As U.S. President Barack Obama prepares to begin his second term in office, immigration reform and gun control are expected to top his agenda.

CHICAGOILLINOISUNITED STATES (NOVEMBER 7, 2012) ( POOL) -  After a seemingly endless campaign, U.S. President Barack Obama won a second term and told supporters he wanted the nation to end its fractious political divisions and collaborate on the challenges ahead.

"In the coming weeks and months I am looking forward to reaching out and working with leaders of both parties to meet the challenges that we can only solve together -- reforming our tax code, fixing our immigration system, freeing ourselves from foreign oil.
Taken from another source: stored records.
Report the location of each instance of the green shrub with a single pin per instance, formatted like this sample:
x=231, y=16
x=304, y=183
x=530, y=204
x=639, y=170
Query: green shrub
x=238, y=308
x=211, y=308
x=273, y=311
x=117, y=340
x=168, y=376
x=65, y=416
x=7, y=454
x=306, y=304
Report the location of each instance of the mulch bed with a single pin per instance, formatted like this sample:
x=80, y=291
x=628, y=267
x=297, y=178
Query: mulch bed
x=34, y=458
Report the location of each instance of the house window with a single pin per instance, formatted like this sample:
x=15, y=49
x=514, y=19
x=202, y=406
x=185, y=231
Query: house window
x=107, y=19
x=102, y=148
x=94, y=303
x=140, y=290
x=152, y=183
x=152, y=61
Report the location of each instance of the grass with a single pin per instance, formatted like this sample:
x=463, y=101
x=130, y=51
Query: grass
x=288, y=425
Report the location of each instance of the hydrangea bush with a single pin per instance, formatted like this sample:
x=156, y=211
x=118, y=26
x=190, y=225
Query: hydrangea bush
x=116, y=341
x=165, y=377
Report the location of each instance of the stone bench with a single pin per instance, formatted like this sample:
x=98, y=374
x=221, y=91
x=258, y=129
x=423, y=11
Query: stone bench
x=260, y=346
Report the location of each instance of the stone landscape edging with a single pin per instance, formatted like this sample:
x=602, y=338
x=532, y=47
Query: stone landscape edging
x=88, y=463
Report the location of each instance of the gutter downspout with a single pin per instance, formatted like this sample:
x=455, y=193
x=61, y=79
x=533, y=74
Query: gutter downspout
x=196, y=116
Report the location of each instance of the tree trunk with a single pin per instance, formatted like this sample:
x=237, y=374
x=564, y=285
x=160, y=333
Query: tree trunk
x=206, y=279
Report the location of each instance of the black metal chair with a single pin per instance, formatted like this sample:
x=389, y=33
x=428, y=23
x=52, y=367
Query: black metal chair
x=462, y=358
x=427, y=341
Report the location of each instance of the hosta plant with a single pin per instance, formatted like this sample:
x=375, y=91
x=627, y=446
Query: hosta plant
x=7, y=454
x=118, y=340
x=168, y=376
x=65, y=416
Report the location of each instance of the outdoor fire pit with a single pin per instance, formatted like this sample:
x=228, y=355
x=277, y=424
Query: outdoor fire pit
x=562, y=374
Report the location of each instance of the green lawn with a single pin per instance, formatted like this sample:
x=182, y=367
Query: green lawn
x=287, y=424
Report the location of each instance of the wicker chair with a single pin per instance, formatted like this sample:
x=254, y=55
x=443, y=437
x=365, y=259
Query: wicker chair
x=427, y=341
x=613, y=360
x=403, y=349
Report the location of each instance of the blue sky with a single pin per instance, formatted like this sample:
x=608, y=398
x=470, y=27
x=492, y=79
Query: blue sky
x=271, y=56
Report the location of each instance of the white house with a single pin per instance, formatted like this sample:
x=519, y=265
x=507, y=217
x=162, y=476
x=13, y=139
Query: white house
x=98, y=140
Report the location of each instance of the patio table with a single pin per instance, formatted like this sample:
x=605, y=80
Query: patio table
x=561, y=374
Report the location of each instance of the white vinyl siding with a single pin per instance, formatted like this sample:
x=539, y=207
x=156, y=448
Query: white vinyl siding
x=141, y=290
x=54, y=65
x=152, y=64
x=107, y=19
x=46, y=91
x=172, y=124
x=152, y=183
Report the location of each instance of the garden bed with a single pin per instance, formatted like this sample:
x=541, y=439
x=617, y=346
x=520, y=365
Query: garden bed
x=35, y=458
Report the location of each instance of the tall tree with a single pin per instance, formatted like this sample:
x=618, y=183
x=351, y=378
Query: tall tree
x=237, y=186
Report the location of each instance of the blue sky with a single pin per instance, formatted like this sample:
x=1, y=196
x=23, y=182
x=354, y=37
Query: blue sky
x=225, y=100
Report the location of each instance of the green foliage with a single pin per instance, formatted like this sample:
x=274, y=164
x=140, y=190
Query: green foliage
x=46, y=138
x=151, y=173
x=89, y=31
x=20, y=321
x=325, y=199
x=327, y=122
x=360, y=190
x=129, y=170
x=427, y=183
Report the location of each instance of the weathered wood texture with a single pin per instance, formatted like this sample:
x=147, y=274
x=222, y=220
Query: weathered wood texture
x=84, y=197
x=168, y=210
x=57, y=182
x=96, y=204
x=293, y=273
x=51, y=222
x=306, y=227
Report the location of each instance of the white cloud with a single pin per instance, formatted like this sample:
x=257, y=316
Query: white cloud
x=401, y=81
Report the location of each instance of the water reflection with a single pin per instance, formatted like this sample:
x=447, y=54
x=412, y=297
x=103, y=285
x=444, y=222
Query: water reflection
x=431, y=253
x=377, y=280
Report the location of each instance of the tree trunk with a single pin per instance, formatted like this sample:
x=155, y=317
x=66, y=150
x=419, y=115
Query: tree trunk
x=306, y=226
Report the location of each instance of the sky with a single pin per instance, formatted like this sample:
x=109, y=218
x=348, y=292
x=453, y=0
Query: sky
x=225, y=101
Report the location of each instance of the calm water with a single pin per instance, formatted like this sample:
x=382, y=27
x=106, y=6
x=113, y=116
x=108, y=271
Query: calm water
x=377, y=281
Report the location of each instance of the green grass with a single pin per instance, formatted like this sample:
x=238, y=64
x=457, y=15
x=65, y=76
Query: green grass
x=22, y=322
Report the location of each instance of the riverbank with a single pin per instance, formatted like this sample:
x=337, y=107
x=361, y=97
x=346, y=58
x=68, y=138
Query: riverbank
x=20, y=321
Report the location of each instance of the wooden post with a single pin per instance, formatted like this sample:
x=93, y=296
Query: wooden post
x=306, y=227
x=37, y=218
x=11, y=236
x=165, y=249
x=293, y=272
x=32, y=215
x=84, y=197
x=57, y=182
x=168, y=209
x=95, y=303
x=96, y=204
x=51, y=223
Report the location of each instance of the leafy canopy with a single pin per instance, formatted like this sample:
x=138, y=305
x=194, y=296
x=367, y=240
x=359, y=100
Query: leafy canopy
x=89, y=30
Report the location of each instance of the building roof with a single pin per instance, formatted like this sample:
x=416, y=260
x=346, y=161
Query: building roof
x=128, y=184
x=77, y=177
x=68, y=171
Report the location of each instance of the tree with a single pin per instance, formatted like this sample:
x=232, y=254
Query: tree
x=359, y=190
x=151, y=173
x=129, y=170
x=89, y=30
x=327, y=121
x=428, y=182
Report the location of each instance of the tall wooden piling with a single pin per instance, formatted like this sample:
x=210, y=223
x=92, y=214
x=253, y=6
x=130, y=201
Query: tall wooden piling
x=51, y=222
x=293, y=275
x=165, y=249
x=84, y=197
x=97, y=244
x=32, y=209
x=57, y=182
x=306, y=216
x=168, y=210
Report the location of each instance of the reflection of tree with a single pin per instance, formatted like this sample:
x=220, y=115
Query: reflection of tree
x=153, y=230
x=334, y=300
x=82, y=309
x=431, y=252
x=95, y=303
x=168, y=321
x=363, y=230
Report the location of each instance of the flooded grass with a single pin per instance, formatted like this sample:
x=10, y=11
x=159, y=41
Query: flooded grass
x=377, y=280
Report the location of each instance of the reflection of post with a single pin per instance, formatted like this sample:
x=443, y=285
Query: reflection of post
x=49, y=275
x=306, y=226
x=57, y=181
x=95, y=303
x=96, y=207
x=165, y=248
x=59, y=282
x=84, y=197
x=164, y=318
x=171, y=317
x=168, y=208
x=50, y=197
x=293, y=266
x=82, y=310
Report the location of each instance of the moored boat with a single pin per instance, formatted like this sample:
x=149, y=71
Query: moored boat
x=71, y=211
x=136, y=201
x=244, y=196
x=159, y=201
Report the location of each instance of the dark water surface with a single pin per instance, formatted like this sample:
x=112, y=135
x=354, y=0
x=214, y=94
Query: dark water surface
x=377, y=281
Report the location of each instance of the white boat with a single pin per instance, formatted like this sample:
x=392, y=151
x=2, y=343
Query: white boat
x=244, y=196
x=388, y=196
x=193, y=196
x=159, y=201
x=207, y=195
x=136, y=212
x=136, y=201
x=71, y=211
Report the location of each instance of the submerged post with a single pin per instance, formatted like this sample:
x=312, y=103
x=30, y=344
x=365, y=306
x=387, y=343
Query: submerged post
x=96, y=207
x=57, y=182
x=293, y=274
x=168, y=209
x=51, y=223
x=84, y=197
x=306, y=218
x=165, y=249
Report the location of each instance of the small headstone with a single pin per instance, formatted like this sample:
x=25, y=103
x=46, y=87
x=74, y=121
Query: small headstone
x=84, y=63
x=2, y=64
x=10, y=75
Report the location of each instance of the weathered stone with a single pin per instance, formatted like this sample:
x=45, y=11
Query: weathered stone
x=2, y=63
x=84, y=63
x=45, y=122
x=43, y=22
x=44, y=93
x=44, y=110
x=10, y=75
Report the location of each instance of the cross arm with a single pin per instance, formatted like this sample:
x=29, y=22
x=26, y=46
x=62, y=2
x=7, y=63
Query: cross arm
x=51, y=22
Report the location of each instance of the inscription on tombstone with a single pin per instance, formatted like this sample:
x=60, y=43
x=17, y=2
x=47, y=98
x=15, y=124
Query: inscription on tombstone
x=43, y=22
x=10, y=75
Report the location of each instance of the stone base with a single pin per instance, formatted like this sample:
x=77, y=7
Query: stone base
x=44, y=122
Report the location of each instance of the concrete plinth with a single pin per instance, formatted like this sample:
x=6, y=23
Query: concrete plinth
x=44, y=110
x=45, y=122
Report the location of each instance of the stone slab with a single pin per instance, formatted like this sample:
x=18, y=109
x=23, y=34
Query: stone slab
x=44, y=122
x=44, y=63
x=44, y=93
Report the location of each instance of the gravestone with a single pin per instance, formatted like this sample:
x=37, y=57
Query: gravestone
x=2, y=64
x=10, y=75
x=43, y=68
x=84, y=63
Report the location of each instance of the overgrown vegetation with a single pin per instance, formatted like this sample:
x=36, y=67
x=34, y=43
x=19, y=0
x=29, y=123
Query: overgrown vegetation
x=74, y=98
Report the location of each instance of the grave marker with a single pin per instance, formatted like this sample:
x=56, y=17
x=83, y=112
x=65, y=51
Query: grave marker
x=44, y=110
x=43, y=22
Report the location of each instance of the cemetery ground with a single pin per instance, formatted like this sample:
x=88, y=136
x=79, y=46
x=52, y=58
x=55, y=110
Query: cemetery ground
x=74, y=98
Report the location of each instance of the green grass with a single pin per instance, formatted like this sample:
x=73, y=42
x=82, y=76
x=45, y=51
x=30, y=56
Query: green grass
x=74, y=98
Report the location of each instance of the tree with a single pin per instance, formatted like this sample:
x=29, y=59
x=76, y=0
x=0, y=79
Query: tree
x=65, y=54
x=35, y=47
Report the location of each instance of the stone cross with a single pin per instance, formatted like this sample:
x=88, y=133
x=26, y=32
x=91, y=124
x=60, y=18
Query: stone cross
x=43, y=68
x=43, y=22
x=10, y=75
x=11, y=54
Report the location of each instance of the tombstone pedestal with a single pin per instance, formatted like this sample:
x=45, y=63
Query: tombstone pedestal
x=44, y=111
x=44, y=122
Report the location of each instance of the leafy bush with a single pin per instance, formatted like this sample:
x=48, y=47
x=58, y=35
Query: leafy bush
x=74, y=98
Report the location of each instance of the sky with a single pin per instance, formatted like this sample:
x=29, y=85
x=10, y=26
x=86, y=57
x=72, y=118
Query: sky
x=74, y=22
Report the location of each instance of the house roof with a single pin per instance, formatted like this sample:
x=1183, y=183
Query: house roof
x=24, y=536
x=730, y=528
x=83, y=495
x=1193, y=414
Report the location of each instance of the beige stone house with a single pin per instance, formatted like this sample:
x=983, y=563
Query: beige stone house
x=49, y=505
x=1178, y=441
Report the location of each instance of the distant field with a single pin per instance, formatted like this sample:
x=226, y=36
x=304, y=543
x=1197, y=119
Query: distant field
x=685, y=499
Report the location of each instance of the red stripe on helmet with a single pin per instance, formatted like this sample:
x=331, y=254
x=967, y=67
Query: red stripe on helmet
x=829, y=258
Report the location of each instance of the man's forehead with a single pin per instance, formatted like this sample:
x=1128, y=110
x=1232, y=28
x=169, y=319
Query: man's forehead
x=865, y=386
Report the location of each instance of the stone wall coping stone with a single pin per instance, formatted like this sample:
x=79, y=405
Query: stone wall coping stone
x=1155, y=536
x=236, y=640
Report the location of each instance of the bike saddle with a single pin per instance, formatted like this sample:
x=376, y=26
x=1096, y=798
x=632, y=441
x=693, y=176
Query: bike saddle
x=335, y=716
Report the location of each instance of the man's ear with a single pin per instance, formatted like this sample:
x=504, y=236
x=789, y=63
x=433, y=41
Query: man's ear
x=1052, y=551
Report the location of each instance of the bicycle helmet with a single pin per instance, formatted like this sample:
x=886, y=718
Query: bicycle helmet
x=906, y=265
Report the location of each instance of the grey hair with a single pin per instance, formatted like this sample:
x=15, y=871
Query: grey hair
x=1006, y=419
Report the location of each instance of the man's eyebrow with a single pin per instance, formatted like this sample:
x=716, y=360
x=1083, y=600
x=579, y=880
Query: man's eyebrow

We've got more work to do," he said.

But any expectation that Obama might translate his 2012 election victory into a string of legislative victories on Capitol Hill in 2013 was proved short-lived when Republicans in the U.S. House of Representatives made it clear they were unwilling to give ground to the Democratic political program, including their solution for resolving of the looming "fiscal cliff" crisis.

"In these deeply polarized times, I don't think political capital exists," said Thomas Mann, senior fellow of the Brookings Institution. "Certainly, Republicans showed no respect for the capital he presumably earned as a result of his stunning and overwhelming victory in the 2008 elections. To a person, Republicans opposed him on virtually everything he tried to do. So, capital meant nothing to them after the 2008 election. There is no reason it should mean something to them now."

Nonetheless, after the inauguration, Obama is expected to focus on two key domestic issue: immigration reform and gun control.

"It is not clear whether he will succeed with either, but I think he has a fighting chance that he will get something out of both," Mann said.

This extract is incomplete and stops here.